Rather than opt for a traditional showroom or venue, the brand completely took over the underground platform and static trains, reimagining the space with subtle-but-impactful branding, a live subway-style busker soundtrack and collection moments woven throughout the static trains. Content from the event quickly surfaced across socials with it garnering more than 30 million social media impressions to date. Check out the unique experience here.
“This was about meeting our audience where they are – literally,” said Isabelle Bonin, Vice President, Marketing, e-Commerce & Visual Presentation at Reitmans. “Spring 2026 marks a confident, expressive chapter for the brand, and we wanted the preview to feel as bold and dynamic as the collection itself.”
More than a ‘stunt’, the takeover brought the collection’s positioning to life: modern, confident pieces designed to move seamlessly from work to weekend, mirroring the rhythm of city life itself. It also signals a broader shift in how legacy retail brands are leaning into cultural spaces and experiential storytelling to drive organic amplification, said the retailer.

“Our objective with the venue selection was simple. We wanted to disrupt expectations and show up in a way that felt unexpected, but purposeful. As we mark 100 years, it was about setting the tone for the next century. Launching our first event of 2026 in a bold cultural space allowed us to signal that Reitmans is evolving creatively, culturally and strategically. This event wasn’t just a collection preview; it was a statement of intent for what’s ahead,” explained Bonin.
“Choosing Lower Bay Station was a deliberate move to bring the collection into a real-world context that reflects on how our customer actually lives. The modern, confident pieces are designed to move seamlessly from work to weekend – and hosting the event at an underground subway station, in an elevated and surprising way, helped bring that positioning to life.
“It also reflected our evolving brand voice: confident, current and culturally connected. More than a one-off stunt, this activation signaled the broader shift in how Reitmans, as a legacy retailer, is leaning into experiential storytelling and cultural touchpoints to drive organic amplification.

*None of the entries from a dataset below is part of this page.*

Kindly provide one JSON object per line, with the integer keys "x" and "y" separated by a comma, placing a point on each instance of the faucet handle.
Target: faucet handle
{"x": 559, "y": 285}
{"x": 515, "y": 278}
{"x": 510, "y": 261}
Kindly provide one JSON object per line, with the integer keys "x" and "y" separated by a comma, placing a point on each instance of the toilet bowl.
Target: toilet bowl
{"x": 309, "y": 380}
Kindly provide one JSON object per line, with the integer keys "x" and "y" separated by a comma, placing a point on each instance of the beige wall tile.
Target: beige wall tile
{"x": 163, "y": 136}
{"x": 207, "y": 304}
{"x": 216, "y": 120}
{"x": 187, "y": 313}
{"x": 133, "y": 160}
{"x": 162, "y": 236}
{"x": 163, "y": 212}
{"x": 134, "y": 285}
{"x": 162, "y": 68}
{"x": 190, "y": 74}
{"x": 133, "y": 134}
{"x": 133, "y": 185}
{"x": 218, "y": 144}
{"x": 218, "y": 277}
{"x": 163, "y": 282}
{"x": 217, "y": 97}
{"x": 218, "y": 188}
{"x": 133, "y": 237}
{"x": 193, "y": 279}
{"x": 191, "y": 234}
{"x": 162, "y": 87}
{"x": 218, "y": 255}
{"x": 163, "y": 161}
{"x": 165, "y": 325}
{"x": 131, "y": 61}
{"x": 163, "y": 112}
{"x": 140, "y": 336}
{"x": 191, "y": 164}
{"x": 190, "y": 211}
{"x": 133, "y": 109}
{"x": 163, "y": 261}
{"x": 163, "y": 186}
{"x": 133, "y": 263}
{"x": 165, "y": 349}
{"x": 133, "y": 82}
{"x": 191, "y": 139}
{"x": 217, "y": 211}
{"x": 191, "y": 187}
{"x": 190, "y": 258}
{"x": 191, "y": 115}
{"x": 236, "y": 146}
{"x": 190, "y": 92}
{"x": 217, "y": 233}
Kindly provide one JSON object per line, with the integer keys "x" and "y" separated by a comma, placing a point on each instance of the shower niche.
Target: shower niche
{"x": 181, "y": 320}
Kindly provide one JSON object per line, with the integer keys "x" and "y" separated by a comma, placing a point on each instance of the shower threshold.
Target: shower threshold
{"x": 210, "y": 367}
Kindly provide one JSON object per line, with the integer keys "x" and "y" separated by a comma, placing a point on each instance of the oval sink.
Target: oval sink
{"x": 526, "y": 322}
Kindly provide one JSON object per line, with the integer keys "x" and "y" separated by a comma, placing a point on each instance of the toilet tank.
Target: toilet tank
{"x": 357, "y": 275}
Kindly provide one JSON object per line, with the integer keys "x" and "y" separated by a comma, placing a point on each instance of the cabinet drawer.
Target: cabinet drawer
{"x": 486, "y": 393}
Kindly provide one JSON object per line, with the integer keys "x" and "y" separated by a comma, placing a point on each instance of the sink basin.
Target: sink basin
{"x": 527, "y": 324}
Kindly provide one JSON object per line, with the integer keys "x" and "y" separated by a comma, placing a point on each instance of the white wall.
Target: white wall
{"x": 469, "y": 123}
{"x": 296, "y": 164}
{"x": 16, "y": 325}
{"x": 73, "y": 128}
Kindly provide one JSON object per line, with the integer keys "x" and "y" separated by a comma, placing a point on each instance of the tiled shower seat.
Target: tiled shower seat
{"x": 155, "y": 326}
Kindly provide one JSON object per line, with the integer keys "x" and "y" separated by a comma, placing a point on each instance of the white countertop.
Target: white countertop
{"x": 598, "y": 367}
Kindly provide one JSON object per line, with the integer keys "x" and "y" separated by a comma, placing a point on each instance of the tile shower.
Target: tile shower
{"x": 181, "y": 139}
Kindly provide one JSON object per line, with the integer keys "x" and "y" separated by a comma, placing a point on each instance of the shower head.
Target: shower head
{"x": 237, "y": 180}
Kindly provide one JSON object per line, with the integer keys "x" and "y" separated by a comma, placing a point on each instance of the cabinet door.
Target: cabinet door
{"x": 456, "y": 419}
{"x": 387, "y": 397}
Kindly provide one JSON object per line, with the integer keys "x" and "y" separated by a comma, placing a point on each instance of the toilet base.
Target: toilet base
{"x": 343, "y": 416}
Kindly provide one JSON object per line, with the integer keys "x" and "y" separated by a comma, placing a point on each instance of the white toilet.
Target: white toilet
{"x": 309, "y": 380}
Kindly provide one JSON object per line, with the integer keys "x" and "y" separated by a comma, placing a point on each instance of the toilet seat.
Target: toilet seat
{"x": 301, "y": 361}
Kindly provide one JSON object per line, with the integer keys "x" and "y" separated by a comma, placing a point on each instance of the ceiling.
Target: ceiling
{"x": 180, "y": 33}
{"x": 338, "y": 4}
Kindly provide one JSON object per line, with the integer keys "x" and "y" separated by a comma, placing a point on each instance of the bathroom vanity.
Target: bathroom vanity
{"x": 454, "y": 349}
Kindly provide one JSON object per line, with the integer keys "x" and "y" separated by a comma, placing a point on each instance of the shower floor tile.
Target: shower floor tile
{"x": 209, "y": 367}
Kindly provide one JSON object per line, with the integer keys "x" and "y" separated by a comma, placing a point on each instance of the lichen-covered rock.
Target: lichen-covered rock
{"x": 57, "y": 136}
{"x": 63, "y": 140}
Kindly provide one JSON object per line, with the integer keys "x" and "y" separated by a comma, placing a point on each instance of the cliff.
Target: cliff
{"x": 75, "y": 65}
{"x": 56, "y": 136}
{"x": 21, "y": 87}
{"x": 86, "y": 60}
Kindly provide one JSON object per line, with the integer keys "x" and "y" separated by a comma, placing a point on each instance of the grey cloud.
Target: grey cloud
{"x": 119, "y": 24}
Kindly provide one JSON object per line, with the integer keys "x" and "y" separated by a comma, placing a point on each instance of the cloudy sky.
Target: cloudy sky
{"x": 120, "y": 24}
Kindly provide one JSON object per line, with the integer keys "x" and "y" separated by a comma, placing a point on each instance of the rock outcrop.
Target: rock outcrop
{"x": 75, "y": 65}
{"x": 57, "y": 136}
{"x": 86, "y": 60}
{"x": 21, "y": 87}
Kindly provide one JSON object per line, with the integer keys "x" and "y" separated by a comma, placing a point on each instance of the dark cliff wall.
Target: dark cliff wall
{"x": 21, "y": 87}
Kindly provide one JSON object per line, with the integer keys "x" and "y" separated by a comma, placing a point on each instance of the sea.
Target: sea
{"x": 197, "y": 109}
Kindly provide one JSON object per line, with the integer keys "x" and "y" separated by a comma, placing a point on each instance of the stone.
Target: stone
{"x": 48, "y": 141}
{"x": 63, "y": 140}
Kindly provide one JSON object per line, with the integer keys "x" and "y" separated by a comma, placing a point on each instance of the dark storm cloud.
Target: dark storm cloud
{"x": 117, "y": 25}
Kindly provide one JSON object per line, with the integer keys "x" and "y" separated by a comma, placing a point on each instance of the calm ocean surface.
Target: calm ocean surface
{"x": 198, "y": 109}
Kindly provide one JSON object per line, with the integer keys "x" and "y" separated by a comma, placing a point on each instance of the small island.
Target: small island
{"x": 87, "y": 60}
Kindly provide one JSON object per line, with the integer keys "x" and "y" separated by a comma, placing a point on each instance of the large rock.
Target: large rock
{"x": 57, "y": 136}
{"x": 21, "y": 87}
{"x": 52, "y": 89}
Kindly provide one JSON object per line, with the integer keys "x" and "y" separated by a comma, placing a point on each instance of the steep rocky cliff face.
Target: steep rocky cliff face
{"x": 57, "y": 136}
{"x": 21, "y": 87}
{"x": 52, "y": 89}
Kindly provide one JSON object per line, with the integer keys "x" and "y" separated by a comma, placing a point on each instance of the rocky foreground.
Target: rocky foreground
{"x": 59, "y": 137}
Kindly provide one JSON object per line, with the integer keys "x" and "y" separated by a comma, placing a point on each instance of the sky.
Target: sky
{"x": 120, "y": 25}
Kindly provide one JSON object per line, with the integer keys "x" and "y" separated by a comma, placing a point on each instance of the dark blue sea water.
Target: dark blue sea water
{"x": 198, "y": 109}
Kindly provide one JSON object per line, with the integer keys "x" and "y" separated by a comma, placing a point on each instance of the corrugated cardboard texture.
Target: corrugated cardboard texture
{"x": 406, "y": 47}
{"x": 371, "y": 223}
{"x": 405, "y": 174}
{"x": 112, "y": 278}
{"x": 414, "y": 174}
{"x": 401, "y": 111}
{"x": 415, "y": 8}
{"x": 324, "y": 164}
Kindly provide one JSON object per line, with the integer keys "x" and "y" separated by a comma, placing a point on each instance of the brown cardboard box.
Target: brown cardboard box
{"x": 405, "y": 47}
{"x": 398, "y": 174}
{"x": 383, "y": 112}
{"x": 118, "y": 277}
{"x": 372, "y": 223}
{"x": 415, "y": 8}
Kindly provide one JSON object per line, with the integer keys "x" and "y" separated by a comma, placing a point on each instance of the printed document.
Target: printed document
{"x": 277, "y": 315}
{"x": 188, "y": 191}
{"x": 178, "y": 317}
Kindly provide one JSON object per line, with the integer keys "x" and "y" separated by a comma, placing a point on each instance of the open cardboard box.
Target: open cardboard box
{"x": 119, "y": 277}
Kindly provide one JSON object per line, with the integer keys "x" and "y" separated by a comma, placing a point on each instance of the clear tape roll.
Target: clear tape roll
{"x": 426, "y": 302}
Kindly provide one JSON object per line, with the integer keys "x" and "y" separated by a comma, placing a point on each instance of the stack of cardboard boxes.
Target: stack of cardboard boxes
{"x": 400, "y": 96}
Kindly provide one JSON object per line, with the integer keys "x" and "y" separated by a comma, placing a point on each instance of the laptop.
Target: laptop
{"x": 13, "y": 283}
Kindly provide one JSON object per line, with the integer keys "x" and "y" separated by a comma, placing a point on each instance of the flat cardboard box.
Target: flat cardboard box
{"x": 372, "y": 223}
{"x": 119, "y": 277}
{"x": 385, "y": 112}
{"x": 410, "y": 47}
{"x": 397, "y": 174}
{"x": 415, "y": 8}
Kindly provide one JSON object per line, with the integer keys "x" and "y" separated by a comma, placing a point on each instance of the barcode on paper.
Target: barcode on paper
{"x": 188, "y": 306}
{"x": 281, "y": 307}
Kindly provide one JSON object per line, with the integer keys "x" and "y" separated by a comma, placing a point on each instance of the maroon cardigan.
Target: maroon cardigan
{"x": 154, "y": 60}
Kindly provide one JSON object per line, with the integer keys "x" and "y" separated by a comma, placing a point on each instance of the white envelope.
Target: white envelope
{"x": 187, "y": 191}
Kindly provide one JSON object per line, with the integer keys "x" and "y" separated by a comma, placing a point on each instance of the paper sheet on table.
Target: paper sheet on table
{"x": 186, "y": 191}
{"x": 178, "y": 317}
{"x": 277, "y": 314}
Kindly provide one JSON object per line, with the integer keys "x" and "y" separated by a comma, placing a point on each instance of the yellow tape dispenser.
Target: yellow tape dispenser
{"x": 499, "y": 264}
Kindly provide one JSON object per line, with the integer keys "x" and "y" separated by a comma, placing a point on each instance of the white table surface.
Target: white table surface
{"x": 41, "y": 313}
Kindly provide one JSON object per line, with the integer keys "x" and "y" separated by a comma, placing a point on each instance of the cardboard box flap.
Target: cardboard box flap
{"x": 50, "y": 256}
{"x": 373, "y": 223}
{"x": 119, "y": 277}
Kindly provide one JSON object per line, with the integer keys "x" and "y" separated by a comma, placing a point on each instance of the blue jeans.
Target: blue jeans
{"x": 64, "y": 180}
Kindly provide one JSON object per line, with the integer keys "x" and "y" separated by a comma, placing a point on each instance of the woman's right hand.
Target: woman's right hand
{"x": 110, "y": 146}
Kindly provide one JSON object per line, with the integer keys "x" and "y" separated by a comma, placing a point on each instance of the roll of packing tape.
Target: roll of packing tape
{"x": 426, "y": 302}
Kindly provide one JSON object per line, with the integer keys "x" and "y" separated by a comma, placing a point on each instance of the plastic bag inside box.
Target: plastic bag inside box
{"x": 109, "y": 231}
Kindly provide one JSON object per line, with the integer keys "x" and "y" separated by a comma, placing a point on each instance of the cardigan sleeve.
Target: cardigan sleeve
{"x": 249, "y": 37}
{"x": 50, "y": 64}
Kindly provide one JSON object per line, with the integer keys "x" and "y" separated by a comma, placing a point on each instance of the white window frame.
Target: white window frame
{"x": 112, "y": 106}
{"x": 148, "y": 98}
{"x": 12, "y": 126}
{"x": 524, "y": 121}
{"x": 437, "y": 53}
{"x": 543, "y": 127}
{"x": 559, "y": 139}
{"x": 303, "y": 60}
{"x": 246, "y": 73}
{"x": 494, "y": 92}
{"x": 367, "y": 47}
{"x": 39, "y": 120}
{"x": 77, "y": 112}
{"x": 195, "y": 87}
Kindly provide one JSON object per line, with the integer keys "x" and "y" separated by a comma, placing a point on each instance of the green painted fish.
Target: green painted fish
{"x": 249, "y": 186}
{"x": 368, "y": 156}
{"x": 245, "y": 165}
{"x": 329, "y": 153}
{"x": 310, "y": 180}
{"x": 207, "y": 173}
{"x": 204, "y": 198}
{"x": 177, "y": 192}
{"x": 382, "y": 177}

“The subway is movement, it’s ambition. It’s daily momentum. That energy mirrors today’s Reitmans customer: dynamic, multifaceted, and constantly evolving. It reinforced that Reitmans is designing for women who move – through careers, through cities, through different versions of themselves.”

Despite social impressions signaling that the preview resonated culturally and will reach its audience authentically through third-party endorsements, impressions alone don’t define success, added Bonin.
“The KPIs that will ultimately determine business impact are tied to perception. We’re analyzing traffic lift across digital and retail channels, conversion tied to the Spring collection, and more importantly, new customer acquisition. For us, the true indicator of impact is whether this moment translates into sustained engagement – stronger consideration today and long-term loyalty tomorrow,” she said.
“This wasn’t a one-time moment. It represents a deliberate shift in how Reitmans shows up in culture. As we enter our next century, we’re redefining what a legacy Canadian brand can look like – more fashion-authoritative, more digitally fluent and more willing to take creative risks. ‘The Spring Line’ sets the creative and strategic benchmark for what 2026 and beyond will represent for Reitmans.
“Bold doesn’t mean abandoning who we are. It means evolving with intention. The shift toward more experiential, social-first storytelling reflects how our customers consume media and engage with fashion today. Reitmans has adapted to their style, pace and reality by providing elevated trend-forward designs that speak to the many roles and identities Canadian women embody. With this, we think our customers – both long-standing and new – will be excited by what they’ve seen, and what’s to come.”